5.2 Nel caso di specie, tuttavia, la Corte distrettuale non ha valorizzato, al fine di escludere il diritto dell’appellante a ricevere un assegno di mantenimento, solo il fatto che non vi era stata un’effettiva convivenza tra i coniugi, dato che la Sp.Ma. dopo quattro mesi era tornata a vivere a Pisa, ma anche la circostanza che fra i coniugi non si era mai instaurata una vera communio omnis vitae, né vi era stata condivisione del menage familiare.

In presenza di una simile situazione di fatto i giudici distrettuali hanno negato la possibilità di riconoscere un assegno di divorzio, in coerenza con la giurisprudenza di questa Corte secondo cui “[…] nell’ipotesi di durata particolarmente breve del matrimonio, in cui non si è ancora realizzata, al momento della separazione, alcuna comunione materiale e spirituale tra i coniugi, attesa la insussistenza di condivisione di vita e, dunque, la mancata instaurazione di un vero rapporto affettivo qualificabile come affectio coniugalis, non può essere riconosciuto il diritto al mantenimento” (Cass. 402/2018); dunque, “se è vero che la breve durata del matrimonio non esclude di per sé il diritto all’assegno, tuttavia la mancata instaurazione di una comunione materiale e spirituale fra i coniugi può costituire una causa di esclusione” (Cass. 16737/2018; nello stesso senso, da ultimo, Cass. 20507/2024).

5.3 Questo collegio condivide questo principio, a cui intende dare continuità.

Non vi è dubbio che il matrimonio-atto costituisca un negozio che produce la costituzione di un rapporto matrimoniale comportante una serie di reciproci diritti e doveri fra i coniugi, in cui è ricompreso l’obbligo di assistenza materiale previsto dall’art. 143, comma 2, cod. civ.

Ciò nondimeno, il fine essenziale del matrimonio è la costituzione di una comunione di vita “spirituale e materiale”, come è possibile ricavare, indirettamente, dal tenore dell’art. 1 L. 898/1970, secondo cui il giudice pronuncia lo scioglimento del matrimonio “quando accerta che la comunione spirituale e materiale tra i coniugi non può essere mantenuta o ricostituita”.

Questa comunione di vita costituisce un fatto, consistente nell’effettiva attuazione del rapporto matrimoniale attraverso la convivenza e l’osservanza degli altri doveri di solidarietà coniugale, che si realizza non certo automaticamente per effetto della legge, ma solo grazie alla condotta e al contributo dei coniugi.

È nell’ambito di questa comunione di vita che l’obbligo di assistenza materiale si attualizza, giacché, in sua assenza, difetterebbe il contesto all’interno del quale l’assistenza (che è attività continuativa protratta nel tempo) assume una sua concretezza.

Ora, se nessuna comunione di vita vi è mai stata, l’obbligo di assistenza non ha mai avuto il naturale ambito dove avverarsi e non può conseguire, per la prima volta, a una statuizione di separazione nel cui contesto il diritto al mantenimento a favore del coniuge separato trova il suo fondamento nella permanenza del vincolo coniugale e nel dovere di assicurare continuità all’assistenza materiale già realizzatasi, in precedenza, tra i coniugi>>.

Assegno di mantenimento da separazione

Cass. sez.

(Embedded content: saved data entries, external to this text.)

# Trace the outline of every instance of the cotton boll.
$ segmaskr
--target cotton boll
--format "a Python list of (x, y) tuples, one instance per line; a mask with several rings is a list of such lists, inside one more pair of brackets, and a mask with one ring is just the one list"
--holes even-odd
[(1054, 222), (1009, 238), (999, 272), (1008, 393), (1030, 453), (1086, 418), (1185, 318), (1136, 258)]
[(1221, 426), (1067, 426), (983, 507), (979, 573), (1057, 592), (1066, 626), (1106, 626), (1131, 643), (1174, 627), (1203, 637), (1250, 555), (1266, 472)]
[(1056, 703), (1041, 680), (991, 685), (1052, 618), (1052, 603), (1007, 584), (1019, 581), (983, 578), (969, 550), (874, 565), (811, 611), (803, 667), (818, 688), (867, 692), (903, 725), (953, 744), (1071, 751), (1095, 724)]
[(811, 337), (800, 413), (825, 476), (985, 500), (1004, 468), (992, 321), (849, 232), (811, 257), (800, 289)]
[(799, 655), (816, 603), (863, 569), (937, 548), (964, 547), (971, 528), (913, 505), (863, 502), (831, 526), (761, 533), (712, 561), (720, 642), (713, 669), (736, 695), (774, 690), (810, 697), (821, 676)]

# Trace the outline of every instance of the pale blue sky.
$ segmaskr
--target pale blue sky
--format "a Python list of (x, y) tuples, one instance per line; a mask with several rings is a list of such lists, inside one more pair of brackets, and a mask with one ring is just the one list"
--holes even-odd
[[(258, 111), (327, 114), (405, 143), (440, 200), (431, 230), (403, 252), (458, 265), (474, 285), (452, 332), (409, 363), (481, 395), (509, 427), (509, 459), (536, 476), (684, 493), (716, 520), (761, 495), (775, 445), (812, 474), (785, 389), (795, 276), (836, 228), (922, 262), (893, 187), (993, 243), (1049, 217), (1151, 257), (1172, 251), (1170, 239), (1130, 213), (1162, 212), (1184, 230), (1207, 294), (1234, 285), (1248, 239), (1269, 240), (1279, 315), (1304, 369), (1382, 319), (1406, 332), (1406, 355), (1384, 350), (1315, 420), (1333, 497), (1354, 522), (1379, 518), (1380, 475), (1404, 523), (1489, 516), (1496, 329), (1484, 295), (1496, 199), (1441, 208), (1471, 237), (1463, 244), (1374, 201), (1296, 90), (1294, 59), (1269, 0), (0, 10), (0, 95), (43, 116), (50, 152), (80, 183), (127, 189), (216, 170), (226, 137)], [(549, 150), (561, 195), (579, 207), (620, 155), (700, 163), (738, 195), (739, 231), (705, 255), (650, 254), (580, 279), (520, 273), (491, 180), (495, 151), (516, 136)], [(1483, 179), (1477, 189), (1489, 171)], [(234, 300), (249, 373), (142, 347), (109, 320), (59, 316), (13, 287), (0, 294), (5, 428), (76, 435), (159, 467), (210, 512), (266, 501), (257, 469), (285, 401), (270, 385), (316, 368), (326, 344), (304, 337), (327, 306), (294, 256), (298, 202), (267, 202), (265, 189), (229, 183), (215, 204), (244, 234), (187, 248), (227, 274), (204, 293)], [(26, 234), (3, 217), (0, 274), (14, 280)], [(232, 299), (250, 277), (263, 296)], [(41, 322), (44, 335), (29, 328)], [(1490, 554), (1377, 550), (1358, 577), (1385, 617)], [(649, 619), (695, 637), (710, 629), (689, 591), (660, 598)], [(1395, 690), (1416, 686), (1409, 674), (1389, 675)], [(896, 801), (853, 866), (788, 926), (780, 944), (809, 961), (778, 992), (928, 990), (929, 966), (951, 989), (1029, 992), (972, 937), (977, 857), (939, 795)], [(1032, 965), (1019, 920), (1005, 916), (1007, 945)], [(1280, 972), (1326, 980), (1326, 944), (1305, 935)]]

I, 17/03/2025 n. 7.123, rel. Caprioli:

<<Com’è noto, l’art. 156, comma 1, c.c., dispone che “Il giudice, pronunziando la separazione, stabilisce a vantaggio del coniuge cui non sia addebitabile la separazione il diritto di ricevere dall’altro coniuge quanto è necessario al suo mantenimento, qualora egli non abbia adeguati redditi propri”.

Ciò che rileva, ai fini della determinazione dell’assegno in questione è l’accertamento del tenore di vita condotto dalle parti quando vivevano insieme, da rapportare alle condizioni reddituali e patrimoniali esistenti al momento della separazione.

Ai fini del compimento di entrambi gli accertamenti (le condizioni economico-patrimoniali durante la convivenza e quelle attuali di entrambi i coniugi) non è sufficiente guardare solo al reddito emergente dalla documentazione fiscale prodotta, ma si deve tenere conto anche degli altri elementi di ordine economico, o comunque apprezzabili in termini economici, diversi dal reddito, suscettibili di incidere sulle condizioni delle parti, quali la disponibilità di un consistente patrimonio, anche mobiliare, e la conduzione di uno stile di vita particolarmente agiato e lussuoso (Cass., Sez. 1, Sentenza n. 9915 del 24/04/2007; Cass., Sez. 1, Ordinanza n. 22616 del 19/07/2022).

La stessa valutazione deve essere compiuta con riferimento alle condizioni di vita di ciascuno dei coniugi successive alla separazione.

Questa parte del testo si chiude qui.